Strikes over pay have only increased in duration and frequency. The wages of temporary workers rose more than 17 percent in a single year. Despite a lowering of overall unit costs; labour costs tripled in a single decade. Workers are aware that the government is a far cry from its Maoist forbears and a ferocious crackdown is a remote possibility.
In addition, China’s long term labour supply has peaked and its population is graying fast.
While hailed as a major feat of social engineering, China’s one-child policy has drastically altered its demographic structure.
China’s planners are faced with tough decisions. If they appreciate wage rates, a prime advantage will be eclipsed by regional upstarts like Vietnam and India touting relatively lower labour costs. Some argue this is perhaps inevitable, a necessary realignment of Chinese policies.
By boosting wages, domestic consumption will rise, ease discontent and the economy would be weaned from its unhealthy dependence on exports as the sole driver of activity. This has been a major policy goal since 2004- easier said than done.
Another alarming issue is that of overcapacity; China has developed massive economies of scale. The financial crunch drew attention to an uncomfortable question; what would China do if demand for its products suddenly dries up? The crisis revealed the fragility of global finance. The US’s voracious demand is based on credit, but it has only a finite capacity for borrowing. Although demand has since rebounded on the back of massive stimulus packages; it has posed unsettling implications for China.
China’s own stimulus package is symptomatic of its problems. China has splurged resources on ghost cities such as Kangbashi in the middle of nowhere and a high speed rail system most of its citizenry does not need. Needless to say, most construction activity is undertaken by state corporations funded by an easy loan policy directed by the State bank.

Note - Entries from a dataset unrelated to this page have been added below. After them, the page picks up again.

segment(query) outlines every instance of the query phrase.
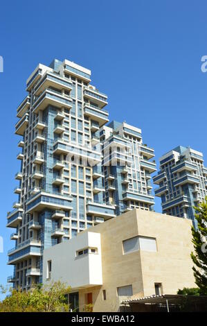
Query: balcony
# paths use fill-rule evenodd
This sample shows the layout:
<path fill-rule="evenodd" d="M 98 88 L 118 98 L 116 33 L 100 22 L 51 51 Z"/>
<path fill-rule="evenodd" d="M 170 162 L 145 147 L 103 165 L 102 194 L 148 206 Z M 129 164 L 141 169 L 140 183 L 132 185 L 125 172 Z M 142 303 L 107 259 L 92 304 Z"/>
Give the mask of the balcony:
<path fill-rule="evenodd" d="M 19 140 L 19 143 L 17 144 L 17 146 L 23 148 L 24 146 L 24 140 Z"/>
<path fill-rule="evenodd" d="M 96 121 L 91 121 L 91 130 L 92 132 L 99 130 L 99 123 Z"/>
<path fill-rule="evenodd" d="M 58 121 L 62 121 L 64 119 L 64 117 L 65 117 L 65 115 L 64 113 L 61 112 L 60 111 L 57 111 L 57 114 L 55 117 L 55 119 L 58 120 Z"/>
<path fill-rule="evenodd" d="M 93 218 L 94 225 L 103 223 L 105 219 L 102 217 L 94 217 Z"/>
<path fill-rule="evenodd" d="M 17 173 L 15 174 L 15 179 L 16 180 L 21 180 L 22 178 L 22 173 L 21 172 L 17 172 Z"/>
<path fill-rule="evenodd" d="M 181 185 L 185 185 L 186 183 L 191 183 L 191 184 L 199 184 L 199 178 L 194 176 L 191 174 L 186 174 L 178 179 L 174 180 L 173 184 L 174 186 L 178 186 Z"/>
<path fill-rule="evenodd" d="M 26 276 L 39 276 L 41 275 L 39 268 L 28 268 Z"/>
<path fill-rule="evenodd" d="M 63 230 L 60 228 L 55 228 L 53 230 L 52 233 L 51 233 L 51 237 L 53 238 L 59 238 L 60 237 L 62 237 L 64 234 L 64 232 Z"/>
<path fill-rule="evenodd" d="M 39 96 L 46 88 L 54 87 L 57 89 L 62 90 L 66 89 L 71 91 L 72 89 L 72 83 L 69 80 L 66 80 L 60 76 L 55 75 L 51 72 L 46 72 L 36 85 L 34 94 Z"/>
<path fill-rule="evenodd" d="M 146 156 L 148 159 L 154 157 L 154 149 L 150 148 L 150 147 L 147 147 L 147 146 L 141 145 L 140 151 L 143 155 Z"/>
<path fill-rule="evenodd" d="M 46 128 L 46 124 L 45 121 L 42 121 L 42 120 L 38 119 L 37 123 L 35 126 L 35 128 L 36 129 L 39 129 L 40 130 L 42 130 L 43 129 Z"/>
<path fill-rule="evenodd" d="M 40 68 L 38 68 L 36 71 L 32 75 L 31 78 L 30 80 L 28 81 L 26 84 L 27 91 L 30 91 L 32 89 L 33 86 L 35 83 L 37 83 L 39 79 L 42 77 L 42 69 Z"/>
<path fill-rule="evenodd" d="M 188 161 L 183 161 L 177 163 L 176 166 L 171 169 L 172 173 L 181 172 L 182 171 L 197 171 L 197 166 Z"/>
<path fill-rule="evenodd" d="M 20 120 L 15 124 L 15 134 L 24 136 L 24 132 L 28 124 L 29 115 L 25 113 Z"/>
<path fill-rule="evenodd" d="M 14 193 L 15 194 L 17 194 L 18 195 L 19 194 L 21 194 L 21 188 L 19 187 L 16 187 L 15 189 L 14 189 Z"/>
<path fill-rule="evenodd" d="M 7 228 L 17 228 L 22 221 L 22 208 L 17 208 L 9 212 L 7 214 Z"/>
<path fill-rule="evenodd" d="M 183 204 L 184 207 L 188 207 L 190 205 L 190 202 L 187 196 L 179 196 L 174 198 L 172 198 L 165 203 L 162 203 L 163 210 L 173 207 L 174 206 L 177 206 L 178 205 Z"/>
<path fill-rule="evenodd" d="M 56 170 L 60 170 L 64 167 L 64 163 L 63 161 L 59 161 L 58 160 L 54 160 L 54 164 L 53 169 L 55 169 Z"/>
<path fill-rule="evenodd" d="M 55 124 L 54 132 L 55 134 L 62 134 L 64 131 L 64 127 L 60 123 Z"/>
<path fill-rule="evenodd" d="M 105 220 L 115 217 L 115 206 L 89 200 L 87 203 L 87 213 L 95 216 L 103 217 Z"/>
<path fill-rule="evenodd" d="M 84 97 L 89 98 L 92 102 L 96 103 L 101 108 L 108 104 L 107 96 L 101 93 L 96 88 L 84 87 L 83 96 Z"/>
<path fill-rule="evenodd" d="M 15 282 L 15 277 L 14 275 L 10 275 L 7 277 L 8 283 L 14 283 Z"/>
<path fill-rule="evenodd" d="M 18 106 L 17 109 L 17 117 L 18 118 L 22 118 L 24 114 L 28 112 L 30 105 L 30 96 L 26 96 Z"/>
<path fill-rule="evenodd" d="M 159 185 L 159 183 L 166 178 L 165 172 L 159 172 L 156 175 L 154 175 L 152 178 L 153 182 L 156 185 Z"/>
<path fill-rule="evenodd" d="M 155 196 L 161 197 L 161 195 L 165 194 L 168 191 L 168 187 L 167 185 L 156 188 L 154 189 Z"/>
<path fill-rule="evenodd" d="M 17 160 L 24 160 L 24 154 L 22 153 L 19 153 L 17 155 Z"/>
<path fill-rule="evenodd" d="M 35 221 L 30 221 L 29 223 L 28 228 L 31 230 L 39 230 L 41 229 L 42 225 L 39 224 L 39 222 L 36 222 Z"/>
<path fill-rule="evenodd" d="M 109 175 L 107 177 L 107 179 L 109 181 L 112 181 L 115 179 L 114 175 L 113 174 L 109 174 Z"/>
<path fill-rule="evenodd" d="M 84 104 L 84 115 L 98 122 L 99 128 L 109 122 L 109 112 L 99 108 L 95 108 L 88 103 Z"/>
<path fill-rule="evenodd" d="M 18 233 L 13 232 L 10 234 L 10 240 L 18 240 L 19 235 Z"/>
<path fill-rule="evenodd" d="M 33 163 L 42 164 L 44 162 L 44 153 L 37 153 L 33 160 Z"/>
<path fill-rule="evenodd" d="M 40 180 L 44 178 L 44 172 L 42 170 L 35 170 L 32 173 L 32 178 L 37 180 Z"/>
<path fill-rule="evenodd" d="M 136 200 L 139 202 L 146 203 L 150 205 L 154 205 L 154 197 L 147 194 L 142 194 L 141 191 L 127 191 L 123 193 L 123 200 Z"/>
<path fill-rule="evenodd" d="M 61 175 L 55 175 L 53 180 L 53 185 L 55 185 L 57 186 L 60 185 L 62 185 L 64 182 L 64 178 L 62 178 Z"/>
<path fill-rule="evenodd" d="M 73 209 L 72 200 L 72 197 L 69 196 L 49 194 L 42 191 L 26 202 L 26 212 L 33 213 L 44 209 L 69 211 Z"/>
<path fill-rule="evenodd" d="M 21 204 L 20 203 L 15 201 L 13 203 L 13 208 L 21 208 Z"/>
<path fill-rule="evenodd" d="M 146 170 L 149 171 L 149 172 L 154 172 L 156 171 L 156 163 L 155 162 L 150 162 L 147 161 L 144 159 L 141 160 L 140 165 L 141 167 L 145 169 Z"/>
<path fill-rule="evenodd" d="M 34 138 L 34 141 L 39 144 L 44 143 L 44 141 L 45 141 L 44 135 L 39 133 L 36 134 Z"/>
<path fill-rule="evenodd" d="M 54 220 L 59 220 L 65 217 L 65 212 L 56 209 L 52 215 L 52 218 Z"/>
<path fill-rule="evenodd" d="M 57 94 L 51 89 L 46 89 L 35 101 L 33 104 L 33 112 L 38 113 L 39 110 L 43 111 L 48 105 L 55 108 L 66 108 L 71 109 L 72 99 L 62 96 L 61 93 Z"/>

Some have lauded China’s high tech ventures such as Lenovo as part of an inevitable drive towards the production of high quality and technically advanced products mirroring Japan’s metamorphosis from mass producer to technology titan.
But it is hardly a foregone conclusion. The vaunted JF-17 Thunder’s engine is Russian, the RD-93, the same that powers Indian Mig-29s. In many fields, despite its penchant for reverse engineering, China is well behind the West.

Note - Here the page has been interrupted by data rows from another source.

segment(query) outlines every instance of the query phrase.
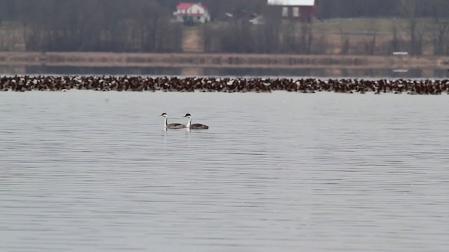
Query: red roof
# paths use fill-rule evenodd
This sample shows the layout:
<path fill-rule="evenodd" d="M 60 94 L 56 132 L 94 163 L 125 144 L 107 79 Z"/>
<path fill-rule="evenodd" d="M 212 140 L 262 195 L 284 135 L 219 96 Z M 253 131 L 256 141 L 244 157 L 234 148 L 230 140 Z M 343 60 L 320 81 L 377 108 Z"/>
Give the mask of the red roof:
<path fill-rule="evenodd" d="M 203 5 L 203 4 L 201 3 L 179 3 L 177 6 L 176 6 L 176 9 L 177 10 L 180 10 L 180 9 L 188 9 L 189 8 L 190 8 L 192 5 L 194 4 L 198 4 L 200 6 L 203 7 L 203 8 L 206 9 L 207 8 Z"/>

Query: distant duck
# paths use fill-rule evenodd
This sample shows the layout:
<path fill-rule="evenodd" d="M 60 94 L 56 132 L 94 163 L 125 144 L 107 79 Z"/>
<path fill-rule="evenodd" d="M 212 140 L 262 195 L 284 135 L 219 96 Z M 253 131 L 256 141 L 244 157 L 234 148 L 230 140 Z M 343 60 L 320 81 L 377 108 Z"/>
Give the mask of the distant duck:
<path fill-rule="evenodd" d="M 163 116 L 163 127 L 166 129 L 182 129 L 182 128 L 185 128 L 185 125 L 181 123 L 170 123 L 170 124 L 168 124 L 167 121 L 168 121 L 168 115 L 167 115 L 167 114 L 166 113 L 163 113 L 162 114 L 161 114 L 161 115 L 159 116 Z"/>
<path fill-rule="evenodd" d="M 202 125 L 201 123 L 194 123 L 192 124 L 192 115 L 189 113 L 185 114 L 184 117 L 187 118 L 189 120 L 187 121 L 187 128 L 191 130 L 207 130 L 209 128 L 209 126 Z"/>

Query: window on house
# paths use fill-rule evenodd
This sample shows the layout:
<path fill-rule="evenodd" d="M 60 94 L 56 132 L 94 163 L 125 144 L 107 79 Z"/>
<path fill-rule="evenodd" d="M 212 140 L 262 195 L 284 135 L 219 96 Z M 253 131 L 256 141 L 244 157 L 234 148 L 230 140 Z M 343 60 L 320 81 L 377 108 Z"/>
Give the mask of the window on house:
<path fill-rule="evenodd" d="M 300 8 L 293 7 L 293 17 L 297 18 L 300 16 Z"/>
<path fill-rule="evenodd" d="M 288 7 L 282 7 L 282 16 L 288 17 Z"/>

As Paul Midler shows in “Poorly Made in China”, China is engaged in a number game where quality is not always ensured. Manufacturing standards are often poor.
Corners cut to cut costs to a bare minimum, often to a dangerous degree, can result in contaminated baby food and toxic toys; perhaps not a fertile environment for technical innovation and R&D.
Although China’s achievements are impressive, Chinese planners face an unenviable task, the need to provide sustainable development in a changing world. Interest groups vie for influence and further complicate the decision-making process.
China needs to emulate Deng Xiaoping and his genius for reinvention, to take on the challenges it will face in the coming decades.